# Optimization methods¶

Module name: pennylane.optimize

Submodule containing PennyLane optimizers.

Warning

The built-in optimizers only support the default NumPy-interfacing QNode.

If using the PennyLane PyTorch or the PennyLane TensorFlow interfaces, PyTorch optimizers and TensorFlow optimizers (available in tf.train) should be used respectively.

In PennyLane, an optimizer is a procedure that executes one weight update step along (some function of) the negative gradient of the cost. This update depends in general on:

• The function $$f(x)$$, from which we calculate a gradient $$\nabla f(x)$$. If $$x$$ is a vector, the gradient is also a vector whose entries are the partial derivatives of $$f$$ with respect to the elements of $$x$$.
• the current weights $$x$$
• the (initial) step size $$\eta$$

The different optimizers can also depend on additional hyperparameters.

In the following, recursive definitions assume that $$x^{(0)}$$ is some initial value in the optimization landscape, and all other step-dependent values are initialized to zero at $$t=0$$.

## Available optimizers¶

 AdagradOptimizer([stepsize, eps]) Gradient-descent optimizer with past-gradient-dependent learning rate in each dimension.
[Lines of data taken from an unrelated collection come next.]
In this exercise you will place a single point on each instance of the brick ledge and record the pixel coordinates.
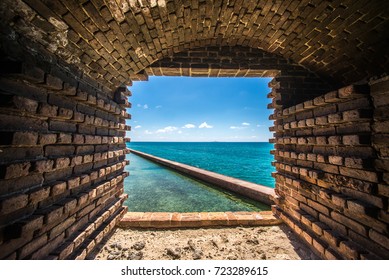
(197, 219)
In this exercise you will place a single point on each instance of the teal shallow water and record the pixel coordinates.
(153, 188)
(247, 161)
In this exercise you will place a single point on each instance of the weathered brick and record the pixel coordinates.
(31, 247)
(39, 195)
(73, 182)
(17, 170)
(46, 139)
(13, 203)
(335, 160)
(64, 138)
(349, 250)
(48, 247)
(48, 110)
(349, 223)
(59, 150)
(62, 163)
(10, 122)
(359, 174)
(25, 104)
(58, 188)
(53, 82)
(62, 126)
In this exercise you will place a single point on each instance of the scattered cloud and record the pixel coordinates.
(240, 127)
(167, 129)
(142, 106)
(205, 125)
(189, 125)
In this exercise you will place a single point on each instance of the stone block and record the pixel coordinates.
(13, 203)
(32, 246)
(25, 138)
(48, 110)
(17, 170)
(53, 82)
(59, 150)
(25, 104)
(47, 139)
(62, 126)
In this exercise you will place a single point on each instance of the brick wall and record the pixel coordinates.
(292, 83)
(331, 180)
(62, 156)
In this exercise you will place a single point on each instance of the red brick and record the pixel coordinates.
(48, 110)
(349, 250)
(381, 239)
(46, 139)
(319, 207)
(64, 138)
(332, 224)
(53, 82)
(39, 195)
(25, 104)
(73, 182)
(331, 254)
(17, 170)
(349, 223)
(13, 203)
(61, 227)
(31, 247)
(58, 188)
(53, 214)
(49, 247)
(359, 174)
(65, 113)
(25, 138)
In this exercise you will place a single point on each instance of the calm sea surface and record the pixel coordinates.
(246, 161)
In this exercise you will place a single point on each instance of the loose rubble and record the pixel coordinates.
(241, 243)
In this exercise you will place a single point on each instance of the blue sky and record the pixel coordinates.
(186, 109)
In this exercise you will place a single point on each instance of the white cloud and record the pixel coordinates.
(189, 125)
(142, 106)
(167, 129)
(205, 125)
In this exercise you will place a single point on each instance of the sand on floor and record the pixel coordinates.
(239, 243)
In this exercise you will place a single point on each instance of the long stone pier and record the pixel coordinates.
(251, 190)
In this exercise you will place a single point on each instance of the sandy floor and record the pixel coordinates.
(241, 243)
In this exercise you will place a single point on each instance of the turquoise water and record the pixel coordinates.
(247, 161)
(154, 188)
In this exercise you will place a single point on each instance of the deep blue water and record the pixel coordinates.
(246, 161)
(154, 188)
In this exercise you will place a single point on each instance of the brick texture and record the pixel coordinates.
(328, 175)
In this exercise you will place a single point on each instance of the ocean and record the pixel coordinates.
(247, 161)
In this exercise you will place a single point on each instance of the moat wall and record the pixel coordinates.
(62, 157)
(64, 67)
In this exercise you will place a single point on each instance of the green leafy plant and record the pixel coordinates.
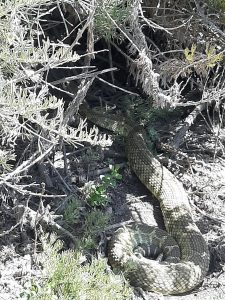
(190, 53)
(72, 211)
(98, 195)
(69, 275)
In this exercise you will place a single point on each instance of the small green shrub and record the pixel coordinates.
(98, 195)
(69, 276)
(72, 211)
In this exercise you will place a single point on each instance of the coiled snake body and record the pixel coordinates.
(185, 252)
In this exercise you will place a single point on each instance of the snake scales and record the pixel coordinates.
(185, 252)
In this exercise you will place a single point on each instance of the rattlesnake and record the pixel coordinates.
(185, 252)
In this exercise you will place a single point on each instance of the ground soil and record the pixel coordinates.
(199, 164)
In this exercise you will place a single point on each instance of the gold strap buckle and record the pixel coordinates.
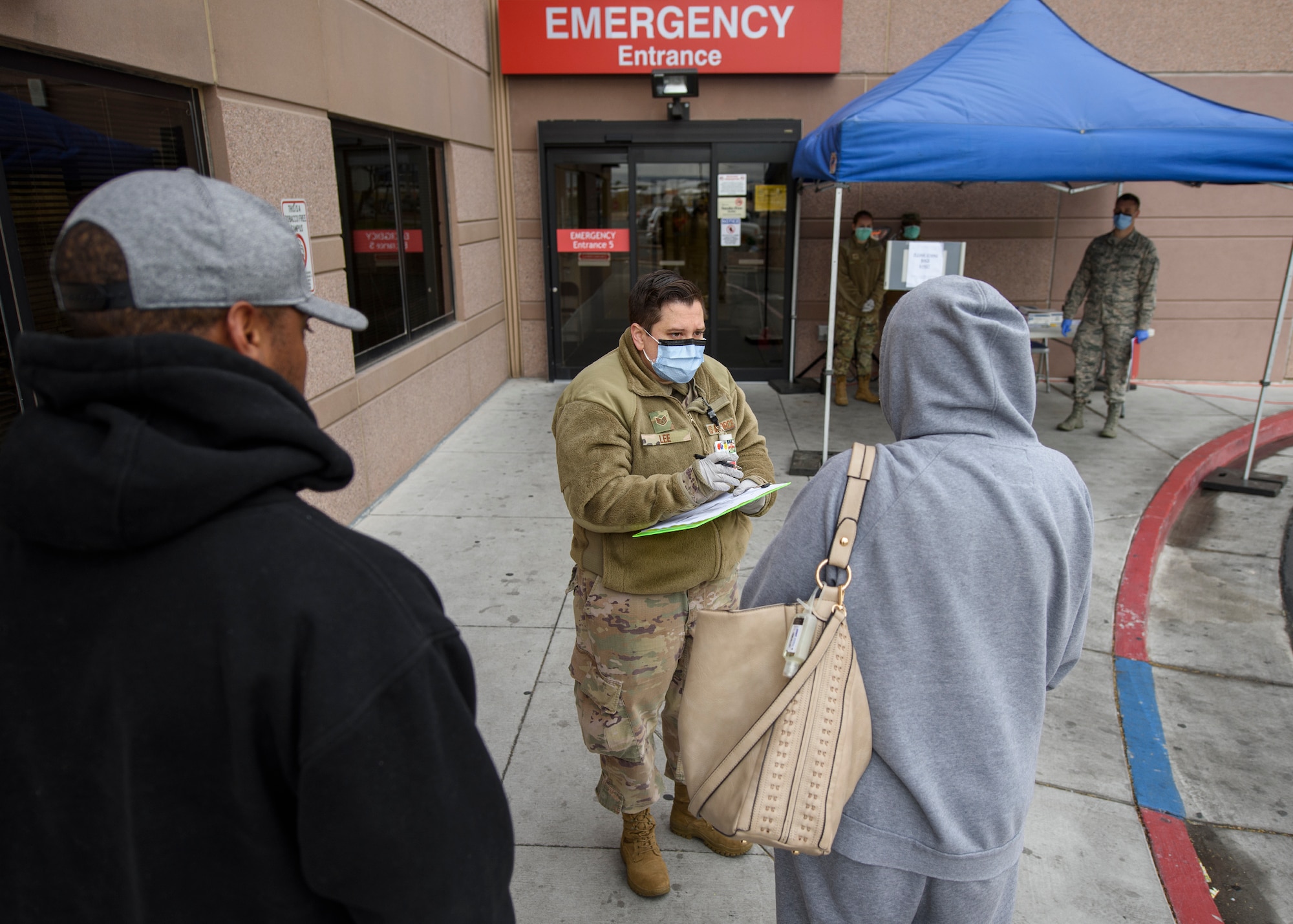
(840, 589)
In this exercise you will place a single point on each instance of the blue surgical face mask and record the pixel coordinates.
(678, 360)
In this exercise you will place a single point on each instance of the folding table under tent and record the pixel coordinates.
(1025, 99)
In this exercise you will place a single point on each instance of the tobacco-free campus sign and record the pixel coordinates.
(593, 240)
(540, 37)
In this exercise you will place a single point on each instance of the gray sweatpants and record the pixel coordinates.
(835, 889)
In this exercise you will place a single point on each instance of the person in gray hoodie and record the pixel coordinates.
(970, 580)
AdamOptimizer([stepsize, beta1, beta2, eps]) Gradient-descent optimizer with adaptive learning rate, first and second moment. GradientDescentOptimizer([stepsize]) Basic gradient-descent optimizer. MomentumOptimizer([stepsize, momentum]) Gradient-descent optimizer with momentum. NesterovMomentumOptimizer([stepsize, momentum]) Gradient-descent optimizer with Nesterov momentum. RMSPropOptimizer([stepsize, decay, eps]) Root mean squared propagation optimizer.

### Code details¶

class AdagradOptimizer(stepsize=0.01, eps=1e-08)[source]

Adagrad adjusts the learning rate for each parameter $$x_i$$ in $$x$$ based on past gradients. We therefore have to consider each parameter update individually,

$x^{(t+1)}_i = x^{(t)}_i - \eta_i^{(t+1)} \partial_{w_i} f(x^{(t)}),$

where the gradient is replaced by a (scalar) partial derivative.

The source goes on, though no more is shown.